With their peculiar movement, deep-sea habitat, and surprisingly huge genomes, squid have fascinated humans for centuries. And now, for the first time, scientists have put the cephalopods in an MRI to get a better look at their brains — revealing that they are much more like another animal beloved to humans than we realized.
That's right: Your calamari has a brain just about as complex as a dog.
Scientists used an MRI machine to get a good look at the brain of a juvenile reef squid. They were able to identify 145 previously unknown pathways and connections, which could help unravel the mystery behind a nifty squid skill — camouflage.
It is a big step toward building a complete guide to the squid brain’s complex neural connections — known as a connectome map — the researchers say.
"This the first time modern technology has been used to explore the brain of this amazing animal,” Chung said in a statement.
Chung explained that cephalopods — the family group that include squid and octopus — have “famously complex brains, approaching that of a dog and surpassing mice and rats, at least in neuronal number.”
Some cephalopods have more than 500 million neurons — about the same as dogs, which clock in around 530 million. Rats have just 200 million. Humans, meanwhile, are blessed with somewhere around 100 billion neurons — but don't let that go to your head. Millions of neurons don't always add up to the same skillset — like changing your body color at will.
The brain power of squids like Sepioteuthis lessoniana, the species imaged in the study, is one of the reasons they’re able to change color on cue. Ironically, squids are colorblind — so they’re sadly not too adept at observing their bodies change color. But the skill is among the traits that make squid so cool — like their ability to count and solve problems.
"We can see that a lot of neural circuits are dedicated to camouflage and visual communication,” Chung said. That gives squid a “unique ability” to hide from predators, hunt, and communicate with one another.
But to do the study at all, researchers first had to get the squid in the MRI machine — something that required them first fixing the (dead) squid and then preserving their tissue for examination.
Once in the machine, the researchers were able to image their brain in detail. They also took samples of the squids' brains and performed different analyses to help trace a comprehensive picture of their neural connections.
From the data, the researchers may be able to get more specific information on some of the squid's characteristics, like figuring out why squid show a certain color at a given time. For instance, a squid might change the color of its body if a predator is nearby, to blend into its surroundings. But if it’s being scoped out from above, the cephalopod may only change its head color.
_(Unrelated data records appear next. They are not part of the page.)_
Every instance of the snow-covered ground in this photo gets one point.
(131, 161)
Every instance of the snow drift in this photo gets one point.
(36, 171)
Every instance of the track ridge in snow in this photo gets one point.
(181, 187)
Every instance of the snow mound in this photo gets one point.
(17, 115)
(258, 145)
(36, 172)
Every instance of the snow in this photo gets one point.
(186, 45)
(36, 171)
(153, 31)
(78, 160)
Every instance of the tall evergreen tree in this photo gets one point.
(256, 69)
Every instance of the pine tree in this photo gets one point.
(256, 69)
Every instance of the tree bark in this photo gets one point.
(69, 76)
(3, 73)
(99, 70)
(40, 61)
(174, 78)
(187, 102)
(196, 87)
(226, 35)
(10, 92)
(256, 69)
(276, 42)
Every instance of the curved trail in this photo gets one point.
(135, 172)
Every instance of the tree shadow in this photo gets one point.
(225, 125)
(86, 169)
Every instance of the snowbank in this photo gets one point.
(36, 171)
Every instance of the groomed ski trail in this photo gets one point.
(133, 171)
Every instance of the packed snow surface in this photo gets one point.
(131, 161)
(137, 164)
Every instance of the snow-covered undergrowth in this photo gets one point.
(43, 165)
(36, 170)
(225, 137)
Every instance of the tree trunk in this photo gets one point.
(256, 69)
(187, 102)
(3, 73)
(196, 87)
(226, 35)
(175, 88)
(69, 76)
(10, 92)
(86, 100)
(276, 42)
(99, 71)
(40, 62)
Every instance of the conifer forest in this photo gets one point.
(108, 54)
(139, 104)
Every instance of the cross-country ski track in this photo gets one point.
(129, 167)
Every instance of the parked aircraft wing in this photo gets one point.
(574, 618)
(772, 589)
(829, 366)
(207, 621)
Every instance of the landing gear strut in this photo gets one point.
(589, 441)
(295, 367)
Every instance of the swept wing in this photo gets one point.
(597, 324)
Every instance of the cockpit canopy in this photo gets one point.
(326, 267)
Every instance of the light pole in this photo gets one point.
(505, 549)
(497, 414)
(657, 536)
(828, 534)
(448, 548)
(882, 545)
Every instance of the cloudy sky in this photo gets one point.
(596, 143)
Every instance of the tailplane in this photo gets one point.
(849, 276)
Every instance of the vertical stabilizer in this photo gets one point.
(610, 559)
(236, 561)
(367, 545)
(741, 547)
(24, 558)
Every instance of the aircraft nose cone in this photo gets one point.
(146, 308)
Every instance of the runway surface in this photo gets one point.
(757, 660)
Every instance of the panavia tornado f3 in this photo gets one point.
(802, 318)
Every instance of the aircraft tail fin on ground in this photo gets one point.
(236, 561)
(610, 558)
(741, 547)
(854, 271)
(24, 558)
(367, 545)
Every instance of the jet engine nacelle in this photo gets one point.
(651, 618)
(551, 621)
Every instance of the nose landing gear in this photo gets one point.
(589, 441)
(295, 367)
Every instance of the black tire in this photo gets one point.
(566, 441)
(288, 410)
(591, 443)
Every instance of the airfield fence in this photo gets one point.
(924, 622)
"Our findings will hopefully provide evidence to help us understand why these fascinating creatures display such diverse behaviour and very different interactions," Chung said.
The new research marks another first for cephalopod studies, following a recent study that decoded the genome of a giant squid. As Inverse reported at the time, the research revealed that the giant squid’s genetic complexity is closing in on that of a human. Giant squid have about 2.7 billion DNA base pairs in their genome, it turns out, while humans have about 3 billion base pairs.
Understanding the brain mechanics behind how squid behave can better allow scientists to make predictions about the history of cephalopods — like when they first evolved to have these adaptations, and what other incredible skills they could be hiding.
Abstract: Using high-resolution diffusion magnetic resonance imaging (dMRI) and a suite of old and new staining techniques, the beginnings of a multi-scale connectome map of the squid brain is erected. The first of its kind for a cephalopod, this includes the confirmation of 281 known connections with the addition of 145 previously undescribed pathways. These and other features suggest a suite of functional attributes, including (1) retinotopic organization through the optic lobes and into other brain areas well beyond that previously recognized, (2) a level of complexity and sub-division in the basal lobe supporting ideas of convergence with the vertebrate basal ganglia, and (3) differential lobe-dependent growth rates that mirror complexity and transitions in ontogeny.